If you’ve ever gone on Pinterest or Instagram, then you know about Morocco’s famous blue city, Chefchaouen, nicknamed the “blue pearl of Morocco.”
Before ever visiting Morocco I was well acquainted with those gorgeous blue alleyways and blue-washed buildings. But I also always wondered about the blue city in Morocco – is it really so blue? Does the whole city look like that, or just a few streets? I was so curious!
Guys, this is the truth about Chefchaouen:
It is beautiful! And very, very blue.
Chefchaouen – Blue City Morocco
Chefchaouen was founded in 1471 in the Rif mountains by Jews and Moors fleeing Spain. I heard a lot of different theories about why Chefchaouen is blue. Some say it was painted blue by the Jews who settled there after fleeing Hitler, others say it’s to keep the mosquitos away, while some just said it represents the color of the sea.
I’m not sure which version is true, but it seems to have worked out well for Chefchaouen, as it sure looks good blue!
I also hadn’t realized that Chefchaouen is up in the mountains – the surrounding landscape is amazing. I really wish that we would have had time to do some hiking during our visit, but we only stayed two nights, and the first day was incredibly rainy.
It was also really, really cold. Like, if you’re heading to Morrocco’s blue city in March bring some sweaters, just in case. The first day in Chefchaouen was actually so cold and rainy that Danielle and I had to escape underground into a local hammam, or bathhouse.
There’s nothing like getting scrubbed raw by a stranger to warm you on a chilly day.
I won’t say I loved the hammam, because scrubbing = pain, but I did really enjoy the hanging out naked with local women part. But did I mention the pain? On the one hand, my skin is still crazy soft from the ordeal, but on the other hand, it really was an ordeal. The entire day afterwards I felt like I had gotten some sort of horrible sunburn. I don’t know, do we really need to get rid of dead skin? No, like I’m seriously asking – do we?
Luckily for my tender skin, the sun came out for our second day in Chefchaouen so no more hammam for me (at least until we got to Fes!).
Danielle and I split up to explore and take photos on our own (does anyone else feel less awkward taking photos solo?) and I officially fell in love with Chefchaouen. I love how quiet and relaxed the city is, and it really is just so ridiculously pretty.
Chefchaouen is a perfect place to wander and take photos. As it’s a little far from the bigger cities which means prices are higher, I wouldn’t necessarily recommend it for shopping (though you won’t be hassled as much here as in the cities!) – mostly it’s just a perfect place to relax.

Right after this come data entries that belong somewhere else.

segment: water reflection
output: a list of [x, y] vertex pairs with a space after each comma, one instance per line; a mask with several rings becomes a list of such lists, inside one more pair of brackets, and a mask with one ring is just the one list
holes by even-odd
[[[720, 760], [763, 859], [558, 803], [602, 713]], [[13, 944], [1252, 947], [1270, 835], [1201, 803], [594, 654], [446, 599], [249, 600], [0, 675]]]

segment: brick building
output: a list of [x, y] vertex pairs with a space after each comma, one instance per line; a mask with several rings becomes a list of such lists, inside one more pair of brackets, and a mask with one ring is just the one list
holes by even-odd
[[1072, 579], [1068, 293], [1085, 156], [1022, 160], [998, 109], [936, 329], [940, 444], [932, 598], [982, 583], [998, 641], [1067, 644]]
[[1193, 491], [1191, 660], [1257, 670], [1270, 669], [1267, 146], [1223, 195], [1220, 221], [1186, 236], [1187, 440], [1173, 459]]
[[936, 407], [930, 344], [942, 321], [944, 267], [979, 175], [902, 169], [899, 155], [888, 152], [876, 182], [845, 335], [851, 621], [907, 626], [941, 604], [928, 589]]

Danielle and I spent most of our time chilling in the local restaurants and browsing through the markets. We didn’t worry too much about seeing any particular sights – instead we just wandered aimlessly and took in the beauty of this blue city Morocco had just introduced us to.
Chefchaouen is one of the most touristy places I visited in Morocco so two days there definitely felt like enough, but it’s so beautiful and unique that it was still worth the journey up into the mountains to see Morocco’s magical blue city.
We had dinner one night at Chez Hicham, which was amazing. We sat upstairs, where they have a lovely outdoor terrace, which is probably nice in good weather, but since it was so cold and rainy we sat inside next to the fire place. It was super cosy.
This might sound weird, but I highly recommend the “cheese salad.” It’s a salad topped with tons of goat’s cheese, walnuts, raisins, and all sorts of yummy stuff. Danielle and I both secretly admitted to each other that it was probably our favorite dish in Morocco.
We even ordered it again for lunch the next day at a different restaurant – so remember: cheese salad in Chefchaouen.
Practical info about visiting Chefchaouen
We stayed at Dar Besmellah in Chefchaouen, which is run by the nicest family. The dad actually works in Oslo, so the son spoke some Norwegian! So random. And the daughter showed us to the local hammam when we were sad about the rain. Check current rates and availability here
Danielle and I both flew into Casablanca, so to get to Chefchaouen from Casablanca we took the CTM bus, which took 6.5 hours and cost 140 MAD. Then to get to Fes from Chefchaouen we again took the CTM bus, which took 4.5 hours and cost 75 MAD.
The journey from Chefchaouen to Fes made me very motion sick – consider taking motion sickness tablets for that one!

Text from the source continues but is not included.